Hey guys, I am looking on Ebay at all the hash oil extractors and I am trying to decide which one to get. I am not sure how big to go, was thinking around 28grams or smaller. Which is more efficient for getting the most out of the butane? Any suggestions appreciated


----------



## Hushpuppy (May 29, 2012)

I meant to show one that I am currently looking at getting:
hxxp://www.ebay.com/itm/Essential-BHO-Butane-Honey-Oil-Extractor-Custom-Glass-/220810544771?pt=LH_DefaultDomain_0&var=&hash=item3369558683

Also looking at this one: hxxp://www.ebay.com/itm/NEW-Large-Queen-Honeybee-Extractors-Honey-Bee-Extractor-Honey-Oil-BHO-screens-/280885385609?pt=LH_DefaultDomain_0&hash=item416612d989


----------



## Growdude (May 29, 2012)

look into these hxxp://okief.com/bho1.html, all stainless with real handy legs to hold it up in the pyrex dish.

Each tube is 22 grams, I got the 2 tube version, each tube is perfect for 320ml butane cans.


----------



## Graywolf (May 29, 2012)

Hushpuppy said:
			
		

> Hey guys, I am looking on Ebay at all the hash oil extractors and I am trying to decide which one to get.
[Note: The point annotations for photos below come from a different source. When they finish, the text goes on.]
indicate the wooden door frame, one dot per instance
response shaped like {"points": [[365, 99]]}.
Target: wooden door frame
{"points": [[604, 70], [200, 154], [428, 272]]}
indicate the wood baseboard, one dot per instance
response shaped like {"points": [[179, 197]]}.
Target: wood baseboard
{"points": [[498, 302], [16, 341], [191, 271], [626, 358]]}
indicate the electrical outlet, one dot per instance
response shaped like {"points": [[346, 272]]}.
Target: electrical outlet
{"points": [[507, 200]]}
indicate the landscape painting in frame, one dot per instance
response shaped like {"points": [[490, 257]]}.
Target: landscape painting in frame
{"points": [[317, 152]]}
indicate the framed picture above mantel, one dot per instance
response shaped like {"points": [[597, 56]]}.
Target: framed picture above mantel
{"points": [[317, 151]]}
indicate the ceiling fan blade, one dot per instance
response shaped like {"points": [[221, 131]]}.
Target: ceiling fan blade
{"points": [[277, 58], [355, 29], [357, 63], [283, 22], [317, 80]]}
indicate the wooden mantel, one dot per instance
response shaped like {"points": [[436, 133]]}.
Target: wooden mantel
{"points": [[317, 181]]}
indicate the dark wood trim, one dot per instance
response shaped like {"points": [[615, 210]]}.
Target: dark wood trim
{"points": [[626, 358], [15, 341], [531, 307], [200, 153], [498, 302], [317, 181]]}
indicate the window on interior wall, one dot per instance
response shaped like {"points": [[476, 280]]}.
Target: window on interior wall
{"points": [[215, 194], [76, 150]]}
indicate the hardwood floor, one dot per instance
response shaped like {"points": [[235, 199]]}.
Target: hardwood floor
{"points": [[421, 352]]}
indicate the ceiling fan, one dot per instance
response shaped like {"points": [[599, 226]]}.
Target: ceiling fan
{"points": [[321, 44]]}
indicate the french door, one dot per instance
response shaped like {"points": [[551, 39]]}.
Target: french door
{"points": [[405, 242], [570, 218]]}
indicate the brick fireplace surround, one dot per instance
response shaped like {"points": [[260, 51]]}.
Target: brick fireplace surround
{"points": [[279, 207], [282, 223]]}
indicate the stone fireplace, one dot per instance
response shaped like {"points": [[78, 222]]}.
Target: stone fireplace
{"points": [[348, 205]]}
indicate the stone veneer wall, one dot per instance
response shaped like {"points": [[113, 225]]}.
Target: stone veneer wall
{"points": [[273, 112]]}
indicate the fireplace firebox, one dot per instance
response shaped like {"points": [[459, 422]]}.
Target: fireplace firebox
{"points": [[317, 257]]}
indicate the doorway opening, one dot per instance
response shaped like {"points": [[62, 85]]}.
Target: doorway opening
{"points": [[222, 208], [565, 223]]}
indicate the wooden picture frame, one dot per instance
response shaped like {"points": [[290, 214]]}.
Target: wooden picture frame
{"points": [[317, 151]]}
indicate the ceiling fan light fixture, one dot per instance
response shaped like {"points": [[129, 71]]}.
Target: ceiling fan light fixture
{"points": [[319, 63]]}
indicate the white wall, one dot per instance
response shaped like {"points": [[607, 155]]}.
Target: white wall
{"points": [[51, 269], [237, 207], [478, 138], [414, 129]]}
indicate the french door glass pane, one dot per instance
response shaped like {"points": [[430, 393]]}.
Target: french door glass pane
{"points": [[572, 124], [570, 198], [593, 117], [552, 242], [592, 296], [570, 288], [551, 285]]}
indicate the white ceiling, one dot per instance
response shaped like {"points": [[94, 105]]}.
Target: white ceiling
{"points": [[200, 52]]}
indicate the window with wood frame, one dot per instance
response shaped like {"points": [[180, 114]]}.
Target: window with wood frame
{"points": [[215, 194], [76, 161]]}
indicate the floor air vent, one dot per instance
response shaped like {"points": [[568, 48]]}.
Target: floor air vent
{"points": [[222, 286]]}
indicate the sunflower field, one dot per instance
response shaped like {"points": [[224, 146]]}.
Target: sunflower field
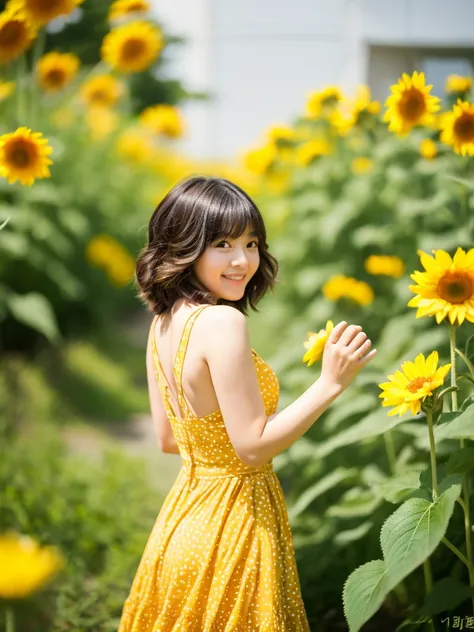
{"points": [[360, 201], [370, 211]]}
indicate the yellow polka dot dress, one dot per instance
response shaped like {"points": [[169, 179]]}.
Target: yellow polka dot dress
{"points": [[220, 556]]}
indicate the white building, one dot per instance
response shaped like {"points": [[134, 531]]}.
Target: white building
{"points": [[260, 58]]}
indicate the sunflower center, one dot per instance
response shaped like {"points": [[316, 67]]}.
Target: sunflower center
{"points": [[412, 104], [416, 384], [11, 33], [20, 155], [464, 128], [133, 48], [55, 77], [455, 287], [44, 6], [136, 6]]}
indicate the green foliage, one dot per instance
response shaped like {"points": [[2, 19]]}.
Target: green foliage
{"points": [[99, 514]]}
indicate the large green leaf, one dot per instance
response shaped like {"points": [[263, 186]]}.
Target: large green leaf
{"points": [[35, 311], [364, 592], [413, 532]]}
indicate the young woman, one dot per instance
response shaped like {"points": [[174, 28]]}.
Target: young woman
{"points": [[220, 557]]}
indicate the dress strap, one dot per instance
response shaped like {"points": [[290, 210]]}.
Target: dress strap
{"points": [[159, 373], [180, 355]]}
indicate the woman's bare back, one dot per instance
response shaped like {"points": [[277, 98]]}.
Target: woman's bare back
{"points": [[196, 378]]}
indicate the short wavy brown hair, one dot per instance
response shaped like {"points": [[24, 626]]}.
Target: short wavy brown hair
{"points": [[193, 214]]}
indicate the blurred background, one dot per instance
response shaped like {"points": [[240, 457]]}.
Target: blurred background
{"points": [[351, 124]]}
I am not sure how big to go, was thinking around 28grams or smaller. Which is more efficient for getting the most out of the butane? Any suggestions appreciated


 
For 28 grams and under, I would recommend that you pick up a stainless steel turkey baster for under $10 and make your own.  Bed, Breakfast, and Beyond has one about that size for $7.99.

We have our own glass columns built at a local scientific glass shop, and after some experimentation, I would advise no larger than a 1" bore for a simple flow through column.
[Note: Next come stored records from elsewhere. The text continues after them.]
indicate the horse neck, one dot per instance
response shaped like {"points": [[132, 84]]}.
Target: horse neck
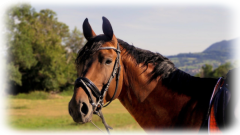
{"points": [[158, 106]]}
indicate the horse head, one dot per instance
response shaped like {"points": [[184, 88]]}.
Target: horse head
{"points": [[98, 66]]}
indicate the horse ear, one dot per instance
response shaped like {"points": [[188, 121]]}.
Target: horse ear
{"points": [[87, 30], [107, 28]]}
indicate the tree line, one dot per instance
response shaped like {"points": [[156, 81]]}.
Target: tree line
{"points": [[207, 70], [37, 52]]}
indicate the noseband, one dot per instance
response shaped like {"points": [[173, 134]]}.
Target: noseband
{"points": [[87, 84]]}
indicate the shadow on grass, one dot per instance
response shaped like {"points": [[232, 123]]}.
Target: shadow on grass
{"points": [[13, 107]]}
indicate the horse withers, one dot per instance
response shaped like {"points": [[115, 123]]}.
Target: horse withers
{"points": [[163, 99]]}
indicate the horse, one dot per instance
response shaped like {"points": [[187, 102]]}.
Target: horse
{"points": [[163, 99]]}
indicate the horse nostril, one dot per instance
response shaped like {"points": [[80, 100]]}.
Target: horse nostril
{"points": [[84, 108], [70, 111]]}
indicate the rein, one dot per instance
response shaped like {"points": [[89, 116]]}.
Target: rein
{"points": [[87, 84]]}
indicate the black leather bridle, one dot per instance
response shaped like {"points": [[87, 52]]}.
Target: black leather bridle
{"points": [[87, 84]]}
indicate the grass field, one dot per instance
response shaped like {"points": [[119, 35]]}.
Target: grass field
{"points": [[40, 113]]}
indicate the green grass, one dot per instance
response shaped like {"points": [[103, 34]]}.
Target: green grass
{"points": [[50, 116]]}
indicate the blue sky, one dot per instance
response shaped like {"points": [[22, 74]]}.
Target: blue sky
{"points": [[167, 27]]}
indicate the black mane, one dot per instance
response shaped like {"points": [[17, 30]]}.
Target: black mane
{"points": [[172, 77], [163, 66]]}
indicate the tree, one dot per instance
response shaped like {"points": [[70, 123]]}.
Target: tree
{"points": [[11, 12], [8, 72]]}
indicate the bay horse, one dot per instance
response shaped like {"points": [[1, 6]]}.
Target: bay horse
{"points": [[161, 98]]}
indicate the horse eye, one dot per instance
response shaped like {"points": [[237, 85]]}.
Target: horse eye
{"points": [[108, 62]]}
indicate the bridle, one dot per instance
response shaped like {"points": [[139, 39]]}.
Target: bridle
{"points": [[87, 84]]}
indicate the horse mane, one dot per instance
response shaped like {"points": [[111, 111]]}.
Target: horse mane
{"points": [[172, 78], [162, 65]]}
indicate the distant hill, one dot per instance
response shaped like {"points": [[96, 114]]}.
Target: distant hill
{"points": [[216, 54]]}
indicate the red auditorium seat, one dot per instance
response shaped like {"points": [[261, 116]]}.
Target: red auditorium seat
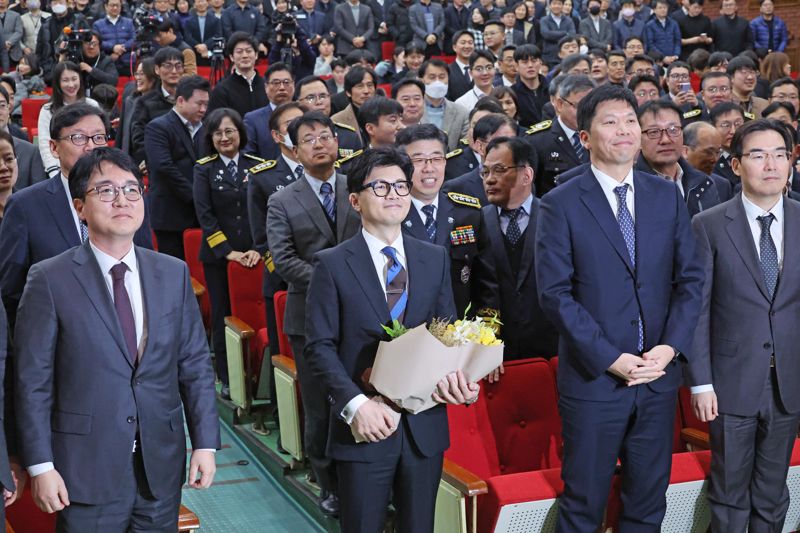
{"points": [[191, 247]]}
They cost us $10, plus $1.00 an inch to have made in fully annealed heavy wall borosilicate.


----------



## Hushpuppy (May 29, 2012)

I actually have quite a bit more than 28 grams. I probably have a few pounds of small and airy bud and trim that is drying. I was just thinking to do 28 grams at a time as it seems like you would get better(more thorough saturation of butane) results from doing smaller amounts at a time.


----------



## pcduck (May 30, 2012)

I have the same one as Growdude, but in the single tube. I place about 28g per can of butane. Check out my BHO Party thread. Works great:aok:


----------



## Hushpuppy (May 30, 2012)

Cool  thanks guys. I went ahead and ordered a glass tube setup off of Ebay for about $20. I guess I will see how well it works and adjust from there. I was wondering about how much butane to use per given amount of trim material. PC, I will take a look at that thread


----------